I'm laying here on Tuesday morning suddenly realizing that I haven't seen Hect-orr in a few days. Maybe he sensed our dissatisfaction with his attitude. Maybe he realized that we were going to get rid of him. Maybe he ran away from home. I'm wondering if I should call the police, put out an APB or something. Missing child, looks like fly.

But no. There's a point in every child's life when he needs to fly out on his own and live his own life.

Adieu, Hect-orr. Vaya con Dios.


6 comments:

K said...

LOL. Damn that was funny.

Adios hecto-rrrrr. Yo quiero taco bell?

Trihardist said...

Ah, Hectorr. We barely knew ye.

buff_tri_girl said...

Ask the cat what happened to Hect-orr..

cat. said...

it's thursday and hect-orr is alive and well and chillin' on the left bedroom curtain.
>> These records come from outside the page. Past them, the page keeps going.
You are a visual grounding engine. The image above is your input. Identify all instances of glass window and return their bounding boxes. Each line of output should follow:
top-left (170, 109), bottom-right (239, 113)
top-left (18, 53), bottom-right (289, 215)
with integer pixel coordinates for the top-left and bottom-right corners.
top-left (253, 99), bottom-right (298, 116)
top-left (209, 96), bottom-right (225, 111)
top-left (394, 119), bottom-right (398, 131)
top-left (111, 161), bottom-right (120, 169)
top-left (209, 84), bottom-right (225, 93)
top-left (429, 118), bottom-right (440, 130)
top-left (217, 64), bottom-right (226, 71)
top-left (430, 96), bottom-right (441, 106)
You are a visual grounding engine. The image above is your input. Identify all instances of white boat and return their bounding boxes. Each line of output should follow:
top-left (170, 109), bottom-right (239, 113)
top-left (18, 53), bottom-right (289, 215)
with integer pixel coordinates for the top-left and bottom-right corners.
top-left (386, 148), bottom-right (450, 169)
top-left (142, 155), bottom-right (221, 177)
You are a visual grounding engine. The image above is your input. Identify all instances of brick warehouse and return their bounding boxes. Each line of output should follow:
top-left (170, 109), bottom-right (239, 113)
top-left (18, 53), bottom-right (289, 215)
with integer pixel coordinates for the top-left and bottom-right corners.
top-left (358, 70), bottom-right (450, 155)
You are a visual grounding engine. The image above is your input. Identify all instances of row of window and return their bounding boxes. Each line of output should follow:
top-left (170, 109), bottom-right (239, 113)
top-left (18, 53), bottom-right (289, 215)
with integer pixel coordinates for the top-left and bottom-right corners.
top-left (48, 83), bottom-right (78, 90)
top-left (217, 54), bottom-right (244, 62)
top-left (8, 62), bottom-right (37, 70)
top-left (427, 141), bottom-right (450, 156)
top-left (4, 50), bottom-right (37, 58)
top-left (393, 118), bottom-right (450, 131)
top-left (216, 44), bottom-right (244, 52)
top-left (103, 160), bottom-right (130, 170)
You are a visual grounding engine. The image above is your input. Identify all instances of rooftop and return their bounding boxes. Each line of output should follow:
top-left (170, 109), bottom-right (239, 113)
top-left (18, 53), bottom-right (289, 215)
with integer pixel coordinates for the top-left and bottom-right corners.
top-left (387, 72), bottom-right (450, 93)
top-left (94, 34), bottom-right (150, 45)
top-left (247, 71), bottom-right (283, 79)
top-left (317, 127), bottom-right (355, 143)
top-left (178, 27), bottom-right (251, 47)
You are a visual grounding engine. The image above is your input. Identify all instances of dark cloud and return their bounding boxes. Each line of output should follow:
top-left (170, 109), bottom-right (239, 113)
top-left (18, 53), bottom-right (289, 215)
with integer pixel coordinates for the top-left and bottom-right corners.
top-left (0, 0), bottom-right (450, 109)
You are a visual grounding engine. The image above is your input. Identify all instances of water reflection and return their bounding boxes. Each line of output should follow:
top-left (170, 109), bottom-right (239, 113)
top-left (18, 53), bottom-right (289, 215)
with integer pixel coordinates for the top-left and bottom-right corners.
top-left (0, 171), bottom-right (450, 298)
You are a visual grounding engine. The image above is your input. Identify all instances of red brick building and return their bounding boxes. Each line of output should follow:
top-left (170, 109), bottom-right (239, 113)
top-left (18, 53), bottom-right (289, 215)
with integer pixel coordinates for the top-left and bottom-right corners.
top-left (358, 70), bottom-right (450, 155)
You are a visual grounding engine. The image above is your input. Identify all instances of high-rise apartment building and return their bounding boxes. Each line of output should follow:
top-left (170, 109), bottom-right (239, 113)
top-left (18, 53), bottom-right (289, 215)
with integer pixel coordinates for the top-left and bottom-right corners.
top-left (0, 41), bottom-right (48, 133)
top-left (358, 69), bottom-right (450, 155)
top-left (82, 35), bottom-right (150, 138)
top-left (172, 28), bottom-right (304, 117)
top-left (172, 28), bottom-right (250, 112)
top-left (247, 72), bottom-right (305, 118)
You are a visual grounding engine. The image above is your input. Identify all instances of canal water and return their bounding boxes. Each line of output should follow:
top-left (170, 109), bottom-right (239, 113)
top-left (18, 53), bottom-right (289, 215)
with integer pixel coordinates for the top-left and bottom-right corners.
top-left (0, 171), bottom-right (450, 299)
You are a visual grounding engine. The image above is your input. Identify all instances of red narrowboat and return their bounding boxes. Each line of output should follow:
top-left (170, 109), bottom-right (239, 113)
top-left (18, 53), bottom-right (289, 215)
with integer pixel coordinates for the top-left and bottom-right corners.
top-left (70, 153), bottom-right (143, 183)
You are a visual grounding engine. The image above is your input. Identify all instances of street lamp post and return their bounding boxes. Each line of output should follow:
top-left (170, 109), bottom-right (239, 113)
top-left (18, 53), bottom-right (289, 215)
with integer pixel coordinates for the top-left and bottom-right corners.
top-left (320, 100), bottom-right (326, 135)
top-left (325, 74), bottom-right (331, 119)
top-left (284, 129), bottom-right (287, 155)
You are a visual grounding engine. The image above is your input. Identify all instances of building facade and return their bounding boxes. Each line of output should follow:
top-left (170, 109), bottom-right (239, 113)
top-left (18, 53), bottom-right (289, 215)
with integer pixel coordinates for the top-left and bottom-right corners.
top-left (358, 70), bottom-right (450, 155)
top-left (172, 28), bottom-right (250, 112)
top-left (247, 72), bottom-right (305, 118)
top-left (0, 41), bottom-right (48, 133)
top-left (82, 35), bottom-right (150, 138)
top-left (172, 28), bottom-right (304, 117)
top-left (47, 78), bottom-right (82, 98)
maybe he just needed some "alone time".

cat.

cat. said...

btw, it's actually wednesday ... i've been a day off all week! must be all that bzzz bzzz bzzzing!

cat.

Captain Cactus said...

OMG ... this sounds just like our mouse story. Squeak joined us during a brief patio door opening and stuck around for a while. We tried humane traps, but no bites. We tried inhumane traps. Also no bites. Eventually, we stopped seeing him around. We don't know where our missing child went, but we're okay that he's left the nest. I just hope he's well.